Enrique Iglesias Crew
Show/Lighting Designer: Travis Shirley
Lighting Director: Jason Rothberg
Lighting Programmer: Brian Jenkins
Lighting Crew Chief: Kenneth “Junior” Burns
Lighting Techs: Heather Ennis, Carl Horahan, Kenneth Rutkowski, Mark Weil, Jason Winfree
Video Content: Travis Shirley, Ian Kennedy (MDOTS)
Video Director: Mark Stustman
Video Crew Chief: Dustin King
Video Techs: Jose Cruz, Mark Stustman, Ryan Caudill, Michael Tengdin,Kyle Brickman
Production Manager: Gary Chrosniak
Tour Manager: Abel Tabyou
Stage Manager: Eric “Ski” Piontkowski
Riggers: Art McConnell
Lighting/Trucking Company: Upstaging Inc. (Rep: John Huddleston)
Staging Companies: SGPS, Show FX
Video Company: Chaos Visual Productions (Reps: John Wiseman, Nick Jackson)
2 grandMA 1 full size console
54 Vari*Lite VL3000 Spots
54 Vari*Lite VL3500 Washes
9 Martin MAC 700 Spots
102 Martin MAC 101 LED Washes
34 Martin MAC Aura LED Washes
14 Martin Atomic 3000 Strobes
10 8-Light Moles
24 4-Lite Moles
6 Reel EFX DF-50 hazers
For more photos, go to www.plsn.me/EnriqueExtras
John Huddleston/Upstaging Inc.
A co-headline tour is always challenging, since you have two designers that have to use the majority of one system while still maintaining some elements that are specific to their show. We had to make sure we paid close attention to where everything hung and how it cabled since each act had complicated scenic and moving elements.
On a system like this, you need to be aware of how all departments interact, since we all depended on each other for a timely load in and out. It all comes down to paying attention to the details on the preparation and planning of the system… and remaining flexible!
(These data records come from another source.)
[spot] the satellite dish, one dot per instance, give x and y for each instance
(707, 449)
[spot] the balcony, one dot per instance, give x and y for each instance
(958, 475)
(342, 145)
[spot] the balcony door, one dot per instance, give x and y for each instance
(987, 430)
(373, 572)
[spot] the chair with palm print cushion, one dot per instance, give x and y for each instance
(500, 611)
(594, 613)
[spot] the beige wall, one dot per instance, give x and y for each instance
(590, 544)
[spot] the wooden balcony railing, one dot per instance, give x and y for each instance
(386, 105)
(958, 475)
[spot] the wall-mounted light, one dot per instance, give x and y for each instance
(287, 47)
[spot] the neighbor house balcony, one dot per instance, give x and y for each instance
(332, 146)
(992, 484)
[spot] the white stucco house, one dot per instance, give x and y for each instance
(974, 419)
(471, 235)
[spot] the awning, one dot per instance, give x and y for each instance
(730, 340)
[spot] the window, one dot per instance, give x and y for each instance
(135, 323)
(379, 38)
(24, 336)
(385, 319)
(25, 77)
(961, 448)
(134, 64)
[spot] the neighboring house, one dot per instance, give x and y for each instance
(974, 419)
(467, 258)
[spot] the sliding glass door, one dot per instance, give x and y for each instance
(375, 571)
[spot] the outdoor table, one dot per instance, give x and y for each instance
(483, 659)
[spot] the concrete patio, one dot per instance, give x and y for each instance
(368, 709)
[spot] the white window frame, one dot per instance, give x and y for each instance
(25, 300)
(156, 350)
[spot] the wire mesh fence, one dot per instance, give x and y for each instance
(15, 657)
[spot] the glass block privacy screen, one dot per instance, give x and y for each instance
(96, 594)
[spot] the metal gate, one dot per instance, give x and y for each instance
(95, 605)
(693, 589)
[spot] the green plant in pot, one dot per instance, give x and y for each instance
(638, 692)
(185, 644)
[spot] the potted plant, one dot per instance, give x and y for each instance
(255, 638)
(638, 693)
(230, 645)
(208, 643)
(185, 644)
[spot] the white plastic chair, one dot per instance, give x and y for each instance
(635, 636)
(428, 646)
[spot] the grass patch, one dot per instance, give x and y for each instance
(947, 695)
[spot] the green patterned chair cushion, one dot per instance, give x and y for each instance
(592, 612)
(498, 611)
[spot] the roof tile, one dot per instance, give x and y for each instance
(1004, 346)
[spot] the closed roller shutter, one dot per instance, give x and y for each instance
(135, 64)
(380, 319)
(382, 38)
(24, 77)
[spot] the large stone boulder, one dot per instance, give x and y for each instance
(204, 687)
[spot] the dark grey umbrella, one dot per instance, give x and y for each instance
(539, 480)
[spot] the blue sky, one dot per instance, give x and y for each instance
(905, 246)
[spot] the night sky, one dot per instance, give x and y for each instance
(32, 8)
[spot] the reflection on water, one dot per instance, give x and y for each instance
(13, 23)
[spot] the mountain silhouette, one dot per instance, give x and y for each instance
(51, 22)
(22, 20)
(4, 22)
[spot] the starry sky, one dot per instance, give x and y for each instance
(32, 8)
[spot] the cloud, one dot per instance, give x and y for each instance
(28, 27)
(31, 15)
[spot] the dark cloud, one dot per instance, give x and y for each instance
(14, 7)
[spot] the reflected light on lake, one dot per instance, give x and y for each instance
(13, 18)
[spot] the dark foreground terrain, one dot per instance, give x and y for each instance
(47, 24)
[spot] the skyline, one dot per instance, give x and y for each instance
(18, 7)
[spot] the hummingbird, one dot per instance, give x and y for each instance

It was an honor to work with these two talented designers — Sean and Travis are extremely creative, and they know exactly how to present their artists. It’s our job to pay attention to their designs and make sure they get the show they envision. I cannot say enough about our crew out there, they are ultimate professionals, they prepared extremely well and responded to any changes with courtesy and respect for the show!